Undoubtedly, this has been made possible by the government’s increased spending on healthcare. According to World Health Organisation statistics, EG leads Africa in per capita investments in healthcare, with more than 7 per cent of the national budget allocated to the sector. 
 
Huge investments in infrastructure projects over the past decade or so have seen the country’s roads, airports and seaports vastly improve, thus shaping EG’s transport network not only to handle increased traffic but also to move cargo to and from heretofore inaccessible places. 
 
Moreover, given EG’s geographical situation – coupled with the fact that Bioko Island lies less than 100 miles off the coasts of Nigeria and Cameroon – the government is preparing the country as a transhipment hub by partnering with various private construction companies, such as Moroccan-based Somagec, to bring world-class standards to the country’s ports.
 
In just eight years, Somagec has overseen the construction of eight ports and four airports. Most mention-worthy are perhaps the ports of Bata and Malabo, which are among the deepest in sub-Saharan Africa, with the continent’s deepest being the Tanger-Med in Morocco, another signature Somagec project.  
 
Albert Ndong Obiang Lima, General Director of the Ports Administration of Equatorial Guinea, says the Malabo port’s draught is 16 metres and 390 metres long on the south side, and as deep as 17 metres and 406 metres long on its west side.
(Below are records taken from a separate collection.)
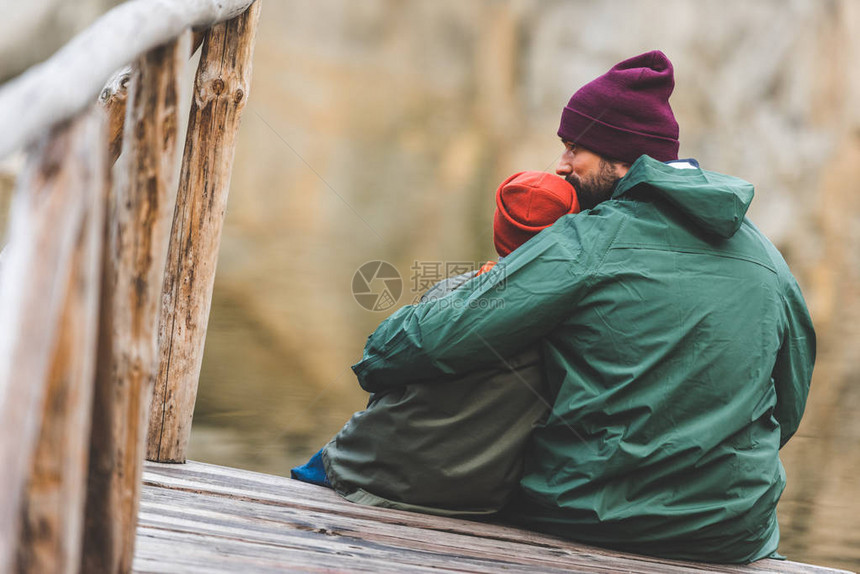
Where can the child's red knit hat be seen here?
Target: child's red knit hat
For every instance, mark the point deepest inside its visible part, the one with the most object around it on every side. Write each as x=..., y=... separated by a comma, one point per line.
x=528, y=202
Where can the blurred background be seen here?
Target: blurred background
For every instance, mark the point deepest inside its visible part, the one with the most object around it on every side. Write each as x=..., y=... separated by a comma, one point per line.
x=379, y=130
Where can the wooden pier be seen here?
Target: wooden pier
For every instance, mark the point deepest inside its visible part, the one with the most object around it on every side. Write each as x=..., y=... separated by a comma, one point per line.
x=197, y=518
x=105, y=296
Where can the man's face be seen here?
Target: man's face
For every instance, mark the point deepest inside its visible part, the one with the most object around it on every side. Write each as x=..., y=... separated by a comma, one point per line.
x=592, y=176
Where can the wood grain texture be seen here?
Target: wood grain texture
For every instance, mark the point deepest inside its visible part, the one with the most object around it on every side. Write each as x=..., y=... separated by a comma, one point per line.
x=220, y=92
x=113, y=98
x=53, y=510
x=49, y=212
x=29, y=103
x=138, y=228
x=203, y=518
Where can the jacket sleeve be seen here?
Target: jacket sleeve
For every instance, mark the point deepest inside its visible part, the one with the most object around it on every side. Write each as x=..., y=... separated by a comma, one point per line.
x=792, y=372
x=493, y=316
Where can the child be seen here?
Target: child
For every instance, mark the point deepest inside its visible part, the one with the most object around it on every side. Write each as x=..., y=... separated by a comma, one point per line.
x=456, y=447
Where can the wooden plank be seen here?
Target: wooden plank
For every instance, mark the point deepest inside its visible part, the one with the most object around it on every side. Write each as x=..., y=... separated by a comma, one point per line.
x=219, y=502
x=221, y=90
x=52, y=516
x=138, y=231
x=50, y=209
x=332, y=535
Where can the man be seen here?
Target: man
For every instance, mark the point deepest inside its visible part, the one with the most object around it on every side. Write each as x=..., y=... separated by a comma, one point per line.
x=675, y=341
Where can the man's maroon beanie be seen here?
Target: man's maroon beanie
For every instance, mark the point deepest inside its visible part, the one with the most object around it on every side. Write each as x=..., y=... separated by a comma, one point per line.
x=625, y=112
x=528, y=202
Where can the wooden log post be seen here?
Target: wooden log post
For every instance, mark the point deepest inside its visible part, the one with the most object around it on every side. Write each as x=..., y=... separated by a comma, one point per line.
x=47, y=298
x=53, y=510
x=138, y=229
x=113, y=99
x=220, y=92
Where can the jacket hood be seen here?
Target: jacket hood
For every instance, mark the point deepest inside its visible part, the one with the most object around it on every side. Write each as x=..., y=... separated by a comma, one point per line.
x=716, y=202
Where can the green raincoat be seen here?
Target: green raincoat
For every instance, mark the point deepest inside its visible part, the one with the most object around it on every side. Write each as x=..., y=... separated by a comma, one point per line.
x=678, y=349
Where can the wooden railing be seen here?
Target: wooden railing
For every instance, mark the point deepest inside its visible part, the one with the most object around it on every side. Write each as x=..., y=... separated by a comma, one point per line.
x=102, y=300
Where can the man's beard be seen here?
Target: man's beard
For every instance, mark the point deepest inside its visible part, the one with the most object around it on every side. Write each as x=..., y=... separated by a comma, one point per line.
x=591, y=190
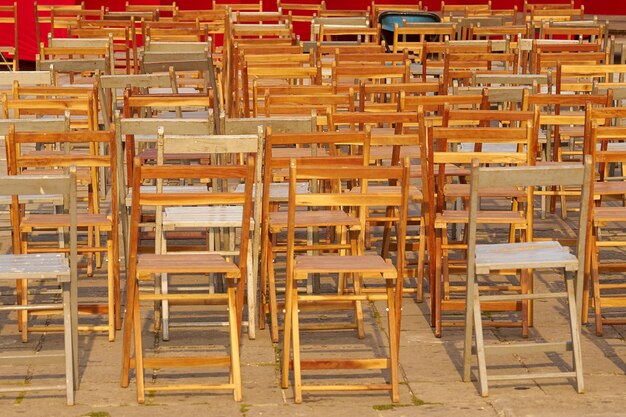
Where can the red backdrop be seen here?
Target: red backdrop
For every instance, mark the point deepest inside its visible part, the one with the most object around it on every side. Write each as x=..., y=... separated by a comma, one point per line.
x=26, y=18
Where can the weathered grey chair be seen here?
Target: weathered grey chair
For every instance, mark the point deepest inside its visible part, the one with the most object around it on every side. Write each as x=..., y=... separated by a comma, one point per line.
x=484, y=259
x=56, y=267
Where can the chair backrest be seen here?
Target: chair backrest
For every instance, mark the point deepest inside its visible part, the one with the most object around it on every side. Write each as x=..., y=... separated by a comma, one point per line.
x=108, y=86
x=164, y=173
x=102, y=154
x=580, y=77
x=531, y=176
x=63, y=184
x=234, y=126
x=43, y=16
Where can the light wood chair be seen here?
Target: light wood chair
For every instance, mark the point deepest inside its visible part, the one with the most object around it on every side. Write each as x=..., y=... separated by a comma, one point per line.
x=563, y=120
x=143, y=266
x=604, y=132
x=22, y=162
x=351, y=261
x=122, y=42
x=218, y=149
x=279, y=149
x=49, y=101
x=486, y=258
x=43, y=14
x=57, y=268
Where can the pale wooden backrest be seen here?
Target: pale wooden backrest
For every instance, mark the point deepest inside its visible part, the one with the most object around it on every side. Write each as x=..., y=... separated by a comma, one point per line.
x=233, y=126
x=530, y=176
x=108, y=86
x=62, y=184
x=35, y=125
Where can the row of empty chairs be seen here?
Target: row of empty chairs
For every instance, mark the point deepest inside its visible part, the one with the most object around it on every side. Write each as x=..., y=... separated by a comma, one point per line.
x=318, y=176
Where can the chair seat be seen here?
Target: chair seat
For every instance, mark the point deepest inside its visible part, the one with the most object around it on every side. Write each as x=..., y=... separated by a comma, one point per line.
x=603, y=215
x=35, y=266
x=609, y=188
x=366, y=264
x=549, y=254
x=279, y=191
x=83, y=175
x=207, y=216
x=319, y=218
x=185, y=263
x=415, y=194
x=32, y=221
x=497, y=217
x=384, y=152
x=151, y=189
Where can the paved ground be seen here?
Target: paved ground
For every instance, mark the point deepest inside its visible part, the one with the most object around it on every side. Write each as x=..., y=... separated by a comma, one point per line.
x=430, y=369
x=431, y=382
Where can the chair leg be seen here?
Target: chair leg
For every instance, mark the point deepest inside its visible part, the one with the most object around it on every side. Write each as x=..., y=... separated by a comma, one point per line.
x=272, y=295
x=297, y=371
x=421, y=255
x=394, y=339
x=127, y=331
x=139, y=371
x=235, y=366
x=165, y=309
x=575, y=332
x=290, y=294
x=480, y=345
x=70, y=348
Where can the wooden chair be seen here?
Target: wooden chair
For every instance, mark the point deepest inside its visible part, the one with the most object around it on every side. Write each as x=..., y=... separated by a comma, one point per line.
x=109, y=87
x=412, y=37
x=10, y=53
x=303, y=104
x=487, y=258
x=249, y=7
x=162, y=10
x=43, y=17
x=122, y=43
x=352, y=262
x=63, y=17
x=57, y=268
x=345, y=74
x=53, y=102
x=468, y=127
x=279, y=149
x=117, y=28
x=360, y=34
x=134, y=130
x=604, y=132
x=276, y=75
x=580, y=78
x=459, y=66
x=259, y=92
x=22, y=162
x=387, y=96
x=563, y=121
x=591, y=33
x=544, y=59
x=218, y=149
x=448, y=10
x=143, y=266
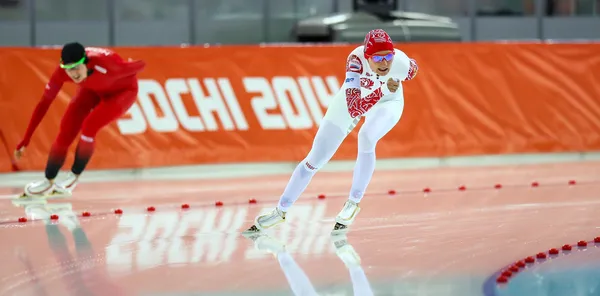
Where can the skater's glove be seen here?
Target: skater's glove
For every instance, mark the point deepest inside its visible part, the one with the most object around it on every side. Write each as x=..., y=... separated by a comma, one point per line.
x=393, y=84
x=20, y=149
x=412, y=70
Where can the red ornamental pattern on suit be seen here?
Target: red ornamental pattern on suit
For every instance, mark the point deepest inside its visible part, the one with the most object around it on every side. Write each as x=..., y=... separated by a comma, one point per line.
x=358, y=106
x=366, y=83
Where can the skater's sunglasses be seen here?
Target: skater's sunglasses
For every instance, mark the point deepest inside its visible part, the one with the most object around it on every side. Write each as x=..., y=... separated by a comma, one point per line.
x=72, y=65
x=378, y=58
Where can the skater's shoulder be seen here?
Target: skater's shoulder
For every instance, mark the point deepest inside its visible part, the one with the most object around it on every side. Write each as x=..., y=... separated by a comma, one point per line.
x=358, y=51
x=99, y=52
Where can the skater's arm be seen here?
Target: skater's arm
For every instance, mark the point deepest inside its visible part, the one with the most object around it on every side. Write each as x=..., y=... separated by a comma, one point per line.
x=357, y=106
x=412, y=70
x=50, y=92
x=121, y=68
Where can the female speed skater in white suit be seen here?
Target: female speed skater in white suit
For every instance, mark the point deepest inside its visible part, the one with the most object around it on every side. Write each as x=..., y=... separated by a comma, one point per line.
x=372, y=89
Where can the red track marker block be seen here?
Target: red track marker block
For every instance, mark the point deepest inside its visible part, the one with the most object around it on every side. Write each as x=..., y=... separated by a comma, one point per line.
x=541, y=256
x=529, y=260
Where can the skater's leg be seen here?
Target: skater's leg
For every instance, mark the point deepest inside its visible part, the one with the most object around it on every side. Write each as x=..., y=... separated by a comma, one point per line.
x=78, y=110
x=328, y=139
x=377, y=125
x=326, y=142
x=380, y=120
x=109, y=110
x=79, y=107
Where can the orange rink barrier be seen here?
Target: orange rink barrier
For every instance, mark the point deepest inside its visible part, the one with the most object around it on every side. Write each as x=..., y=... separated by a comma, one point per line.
x=255, y=104
x=446, y=242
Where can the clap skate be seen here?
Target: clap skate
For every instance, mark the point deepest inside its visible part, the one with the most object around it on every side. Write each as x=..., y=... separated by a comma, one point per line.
x=43, y=211
x=345, y=251
x=46, y=189
x=345, y=217
x=267, y=221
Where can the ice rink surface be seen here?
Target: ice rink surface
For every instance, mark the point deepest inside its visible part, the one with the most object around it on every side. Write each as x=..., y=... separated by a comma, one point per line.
x=405, y=241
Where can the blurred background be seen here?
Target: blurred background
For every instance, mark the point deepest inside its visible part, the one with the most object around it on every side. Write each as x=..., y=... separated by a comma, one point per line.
x=169, y=22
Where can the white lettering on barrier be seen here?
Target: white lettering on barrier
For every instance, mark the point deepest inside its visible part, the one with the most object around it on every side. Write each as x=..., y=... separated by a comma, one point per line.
x=282, y=103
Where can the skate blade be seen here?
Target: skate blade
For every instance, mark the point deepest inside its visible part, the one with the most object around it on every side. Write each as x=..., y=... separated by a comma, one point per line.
x=24, y=199
x=339, y=229
x=253, y=230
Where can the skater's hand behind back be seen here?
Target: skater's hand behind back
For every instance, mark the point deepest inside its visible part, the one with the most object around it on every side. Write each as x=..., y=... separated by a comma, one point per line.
x=19, y=151
x=393, y=84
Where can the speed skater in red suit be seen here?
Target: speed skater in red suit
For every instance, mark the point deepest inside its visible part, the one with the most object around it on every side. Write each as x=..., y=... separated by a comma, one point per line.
x=107, y=88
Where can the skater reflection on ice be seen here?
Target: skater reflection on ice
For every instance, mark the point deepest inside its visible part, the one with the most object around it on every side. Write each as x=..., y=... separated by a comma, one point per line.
x=83, y=272
x=297, y=278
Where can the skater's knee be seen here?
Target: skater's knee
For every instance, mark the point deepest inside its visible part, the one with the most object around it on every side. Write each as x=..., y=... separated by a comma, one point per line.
x=65, y=138
x=366, y=142
x=89, y=130
x=310, y=166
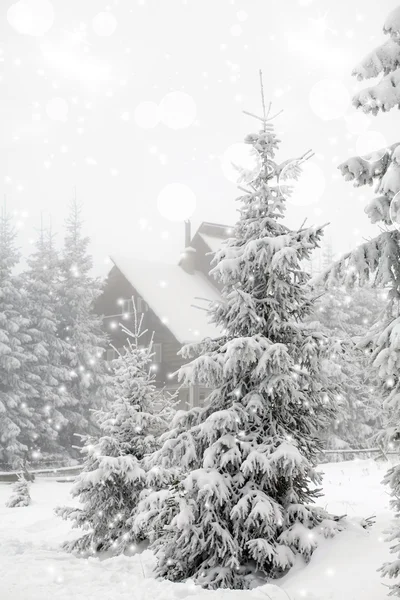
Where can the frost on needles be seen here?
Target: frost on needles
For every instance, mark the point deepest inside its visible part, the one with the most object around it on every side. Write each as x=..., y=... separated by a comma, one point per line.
x=240, y=470
x=113, y=477
x=379, y=259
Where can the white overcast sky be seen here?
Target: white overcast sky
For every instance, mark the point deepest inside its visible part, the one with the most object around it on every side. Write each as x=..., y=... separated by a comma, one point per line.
x=209, y=49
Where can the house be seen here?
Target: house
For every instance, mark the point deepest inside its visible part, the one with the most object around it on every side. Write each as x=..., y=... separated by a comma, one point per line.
x=173, y=299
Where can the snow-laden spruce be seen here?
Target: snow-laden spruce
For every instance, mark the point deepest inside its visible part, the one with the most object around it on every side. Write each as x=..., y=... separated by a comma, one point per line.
x=82, y=329
x=18, y=391
x=113, y=477
x=241, y=469
x=41, y=285
x=20, y=495
x=345, y=317
x=379, y=258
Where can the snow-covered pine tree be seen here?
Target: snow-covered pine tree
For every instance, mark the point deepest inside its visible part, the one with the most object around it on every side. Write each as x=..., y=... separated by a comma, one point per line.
x=345, y=317
x=18, y=392
x=241, y=469
x=113, y=477
x=379, y=258
x=41, y=284
x=20, y=493
x=82, y=329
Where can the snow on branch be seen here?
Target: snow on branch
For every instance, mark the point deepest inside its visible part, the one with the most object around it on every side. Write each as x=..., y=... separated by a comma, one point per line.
x=363, y=170
x=392, y=24
x=383, y=59
x=375, y=258
x=383, y=96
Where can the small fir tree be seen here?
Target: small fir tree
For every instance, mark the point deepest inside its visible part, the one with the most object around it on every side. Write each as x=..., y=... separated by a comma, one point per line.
x=20, y=493
x=241, y=469
x=18, y=392
x=113, y=476
x=41, y=284
x=82, y=329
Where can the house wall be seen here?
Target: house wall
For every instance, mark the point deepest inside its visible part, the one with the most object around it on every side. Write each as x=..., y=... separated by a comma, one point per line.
x=118, y=287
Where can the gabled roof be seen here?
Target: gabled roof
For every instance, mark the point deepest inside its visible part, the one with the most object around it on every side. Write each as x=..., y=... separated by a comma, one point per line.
x=171, y=293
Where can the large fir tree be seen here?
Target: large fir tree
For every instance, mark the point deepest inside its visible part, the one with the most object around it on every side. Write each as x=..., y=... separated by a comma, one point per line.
x=81, y=328
x=113, y=478
x=379, y=258
x=241, y=469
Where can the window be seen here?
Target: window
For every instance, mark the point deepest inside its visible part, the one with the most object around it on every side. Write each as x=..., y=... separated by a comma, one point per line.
x=127, y=307
x=157, y=350
x=141, y=305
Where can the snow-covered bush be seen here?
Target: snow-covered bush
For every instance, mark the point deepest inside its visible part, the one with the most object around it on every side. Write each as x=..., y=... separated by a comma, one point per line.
x=20, y=493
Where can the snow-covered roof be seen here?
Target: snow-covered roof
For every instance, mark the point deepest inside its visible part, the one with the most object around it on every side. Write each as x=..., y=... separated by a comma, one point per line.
x=171, y=293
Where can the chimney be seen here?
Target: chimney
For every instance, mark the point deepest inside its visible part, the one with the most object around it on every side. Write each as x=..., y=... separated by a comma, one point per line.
x=188, y=234
x=188, y=256
x=188, y=260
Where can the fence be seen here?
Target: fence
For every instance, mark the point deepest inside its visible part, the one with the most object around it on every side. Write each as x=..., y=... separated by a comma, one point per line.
x=68, y=473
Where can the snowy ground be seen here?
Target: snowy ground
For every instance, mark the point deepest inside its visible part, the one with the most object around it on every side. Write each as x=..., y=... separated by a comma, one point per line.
x=32, y=567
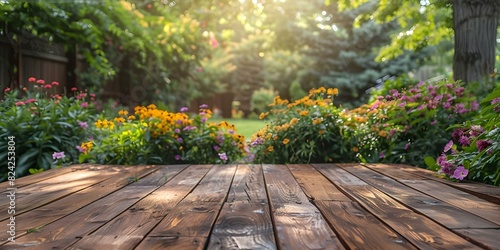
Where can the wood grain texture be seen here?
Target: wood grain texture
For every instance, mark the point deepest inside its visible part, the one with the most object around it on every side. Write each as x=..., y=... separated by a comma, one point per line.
x=139, y=219
x=298, y=223
x=49, y=213
x=458, y=198
x=172, y=242
x=248, y=185
x=214, y=186
x=416, y=228
x=315, y=185
x=442, y=212
x=359, y=229
x=243, y=226
x=188, y=219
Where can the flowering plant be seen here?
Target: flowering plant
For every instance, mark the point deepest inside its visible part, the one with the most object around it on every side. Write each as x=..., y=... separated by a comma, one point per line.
x=155, y=136
x=474, y=151
x=407, y=125
x=42, y=122
x=307, y=130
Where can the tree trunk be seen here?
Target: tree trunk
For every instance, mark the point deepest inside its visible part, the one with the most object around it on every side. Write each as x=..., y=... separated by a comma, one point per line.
x=475, y=23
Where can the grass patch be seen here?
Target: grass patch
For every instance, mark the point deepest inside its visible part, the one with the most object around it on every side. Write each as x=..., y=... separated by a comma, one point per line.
x=245, y=127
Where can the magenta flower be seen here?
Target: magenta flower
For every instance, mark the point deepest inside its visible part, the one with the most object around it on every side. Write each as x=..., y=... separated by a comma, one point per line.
x=223, y=156
x=83, y=125
x=460, y=173
x=58, y=155
x=448, y=146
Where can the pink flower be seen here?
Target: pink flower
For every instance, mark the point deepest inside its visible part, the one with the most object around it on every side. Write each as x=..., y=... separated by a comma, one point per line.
x=30, y=100
x=448, y=146
x=460, y=173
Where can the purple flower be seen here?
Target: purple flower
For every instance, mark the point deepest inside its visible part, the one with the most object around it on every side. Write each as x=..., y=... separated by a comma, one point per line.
x=464, y=140
x=482, y=145
x=460, y=173
x=80, y=149
x=495, y=101
x=448, y=146
x=83, y=125
x=223, y=156
x=58, y=155
x=474, y=105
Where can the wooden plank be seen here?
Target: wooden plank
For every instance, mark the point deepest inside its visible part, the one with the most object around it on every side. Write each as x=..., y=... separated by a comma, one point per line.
x=443, y=213
x=46, y=214
x=315, y=185
x=44, y=192
x=416, y=228
x=358, y=228
x=172, y=242
x=243, y=226
x=89, y=218
x=248, y=185
x=458, y=198
x=214, y=186
x=354, y=226
x=138, y=220
x=298, y=223
x=487, y=192
x=488, y=238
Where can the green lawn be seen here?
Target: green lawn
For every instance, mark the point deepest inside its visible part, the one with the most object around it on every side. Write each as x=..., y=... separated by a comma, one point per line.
x=246, y=127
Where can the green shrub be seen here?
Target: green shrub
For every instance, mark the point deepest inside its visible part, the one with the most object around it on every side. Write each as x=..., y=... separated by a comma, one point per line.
x=42, y=123
x=307, y=130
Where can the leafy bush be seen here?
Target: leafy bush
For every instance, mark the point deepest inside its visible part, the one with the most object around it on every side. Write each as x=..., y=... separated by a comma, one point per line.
x=42, y=123
x=155, y=136
x=409, y=125
x=307, y=130
x=474, y=151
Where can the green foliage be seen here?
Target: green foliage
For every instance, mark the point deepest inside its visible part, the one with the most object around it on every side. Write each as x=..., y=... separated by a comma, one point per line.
x=155, y=136
x=261, y=99
x=307, y=130
x=474, y=151
x=42, y=124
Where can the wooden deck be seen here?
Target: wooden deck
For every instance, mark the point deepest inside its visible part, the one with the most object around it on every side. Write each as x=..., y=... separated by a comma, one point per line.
x=322, y=206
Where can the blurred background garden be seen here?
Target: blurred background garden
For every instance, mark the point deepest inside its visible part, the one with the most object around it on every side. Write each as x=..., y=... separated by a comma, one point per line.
x=254, y=81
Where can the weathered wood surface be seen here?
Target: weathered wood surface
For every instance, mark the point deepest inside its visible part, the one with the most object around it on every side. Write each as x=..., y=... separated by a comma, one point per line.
x=316, y=206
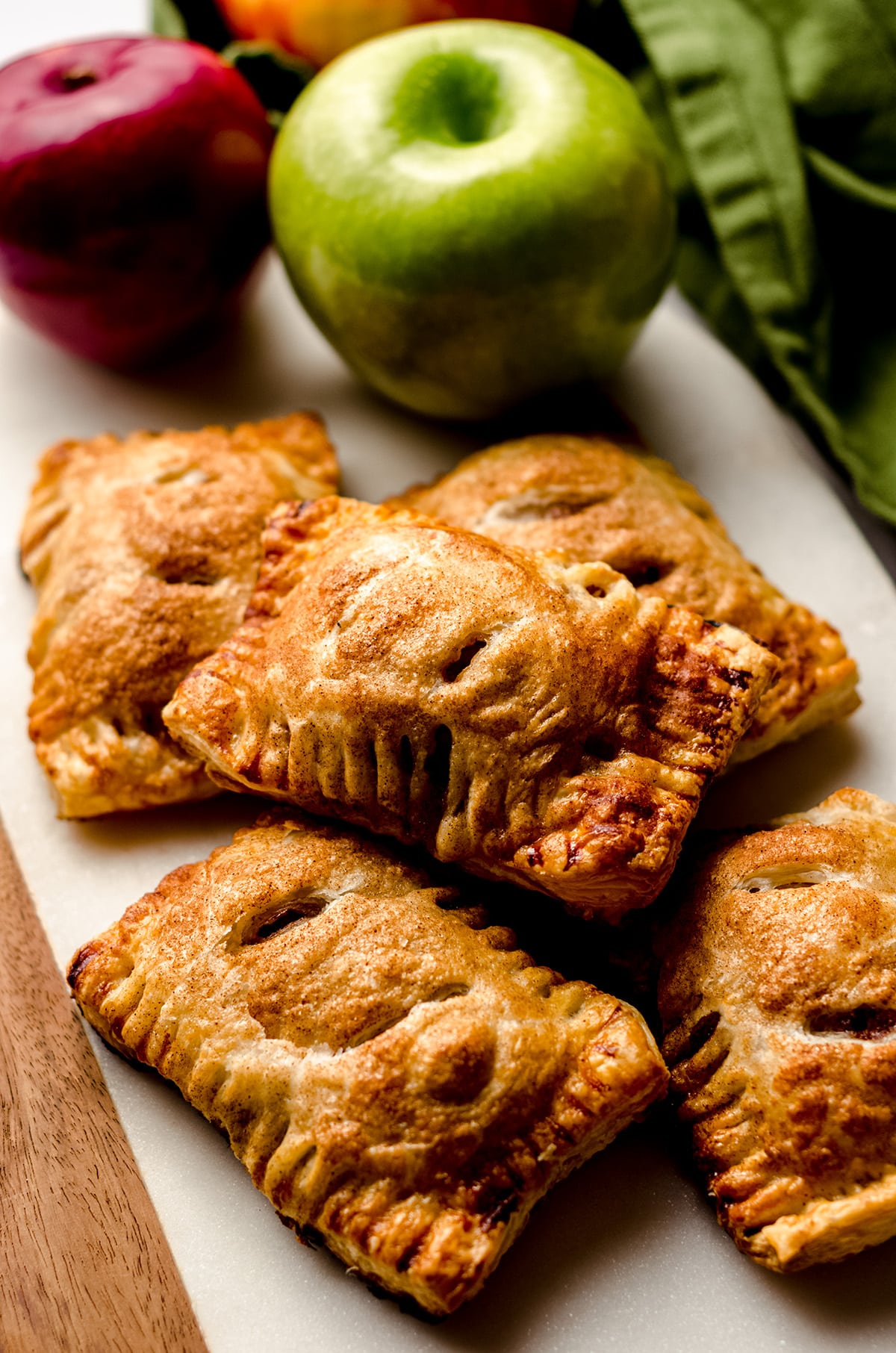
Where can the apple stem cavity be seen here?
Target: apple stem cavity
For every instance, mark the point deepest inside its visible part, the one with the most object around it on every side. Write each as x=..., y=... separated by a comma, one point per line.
x=76, y=79
x=451, y=98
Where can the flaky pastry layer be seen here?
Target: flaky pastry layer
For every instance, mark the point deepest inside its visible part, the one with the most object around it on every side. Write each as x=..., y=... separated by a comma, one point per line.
x=528, y=721
x=779, y=1001
x=145, y=553
x=592, y=498
x=394, y=1073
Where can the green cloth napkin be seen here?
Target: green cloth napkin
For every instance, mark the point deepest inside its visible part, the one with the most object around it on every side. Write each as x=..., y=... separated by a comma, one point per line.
x=780, y=121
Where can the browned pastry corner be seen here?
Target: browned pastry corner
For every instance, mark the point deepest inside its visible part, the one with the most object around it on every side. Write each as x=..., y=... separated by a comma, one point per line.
x=145, y=553
x=396, y=1076
x=594, y=500
x=779, y=1001
x=528, y=721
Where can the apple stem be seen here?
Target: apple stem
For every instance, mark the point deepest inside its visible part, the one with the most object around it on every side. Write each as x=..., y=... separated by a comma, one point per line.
x=78, y=78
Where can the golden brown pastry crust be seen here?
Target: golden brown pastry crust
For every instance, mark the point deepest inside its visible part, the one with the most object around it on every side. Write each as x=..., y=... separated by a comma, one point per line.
x=145, y=553
x=594, y=500
x=779, y=1000
x=396, y=1076
x=528, y=721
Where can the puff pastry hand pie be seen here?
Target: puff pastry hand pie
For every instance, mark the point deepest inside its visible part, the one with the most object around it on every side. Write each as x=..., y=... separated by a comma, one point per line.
x=593, y=500
x=396, y=1077
x=532, y=723
x=145, y=553
x=779, y=1000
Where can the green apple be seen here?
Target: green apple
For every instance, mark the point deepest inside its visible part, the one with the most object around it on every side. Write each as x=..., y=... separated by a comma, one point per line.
x=473, y=213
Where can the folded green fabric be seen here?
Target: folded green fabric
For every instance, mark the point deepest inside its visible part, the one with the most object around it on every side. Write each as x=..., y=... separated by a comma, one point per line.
x=780, y=119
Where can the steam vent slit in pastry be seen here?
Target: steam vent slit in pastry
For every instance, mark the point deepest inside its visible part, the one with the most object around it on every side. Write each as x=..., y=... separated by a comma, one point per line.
x=591, y=498
x=779, y=1000
x=145, y=553
x=538, y=724
x=393, y=1072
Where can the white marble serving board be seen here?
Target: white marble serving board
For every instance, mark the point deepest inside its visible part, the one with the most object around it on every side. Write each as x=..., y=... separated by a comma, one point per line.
x=626, y=1254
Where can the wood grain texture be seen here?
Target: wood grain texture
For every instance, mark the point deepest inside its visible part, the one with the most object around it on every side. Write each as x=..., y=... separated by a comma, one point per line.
x=84, y=1266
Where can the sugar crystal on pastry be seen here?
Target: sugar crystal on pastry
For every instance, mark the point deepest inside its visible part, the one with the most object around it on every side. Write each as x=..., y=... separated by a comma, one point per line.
x=779, y=1001
x=591, y=498
x=534, y=723
x=397, y=1077
x=145, y=553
These dimensions would allow Malabo on Bioko Island to accept ships that have difficulty entering other ports. 
 
“They can drop their goods off here, and later transfer them to other ports,” says Mr Obiang Lima, adding that EG is “the bridge for this great market of the Gulf of Guinea.”  Jean Charles Hayoz, Administrative and Financial Director of Somagec, highlights that the country is fortunate in that it has a small population, vast oil resources and a special kind of hindsight when it comes to developing and managing these.
 
“This country is very lucky at the moment because it is becoming a rich country a considerable amount of time after the countries surrounding it. So, Guinea can try not to make the same mistakes other countries have made,” he says. EG is opening to the world in other ways, as well. In 2011 it hosted the African Leader’s Summit and the following year, it co-hosted the Africa Cup of Nations with Gabon. In February this year, CEIBA Intercontinental, EG’s publicly owned airline, opened thrice-weekly direct flights to Madrid from Malabo. 
 
More and more international entrepreneurs are taking notice of this small Atlantic state, and undoubtedly its oil resource wealth is creating a positive snowball effect on investment.  “Many foreigners say that Equatorial Guinea is becoming Central Africa’s Dubai. I believe that this is true. We need only look at the investment and construction that is taking place here,” says ports director Mr Obiang Lima.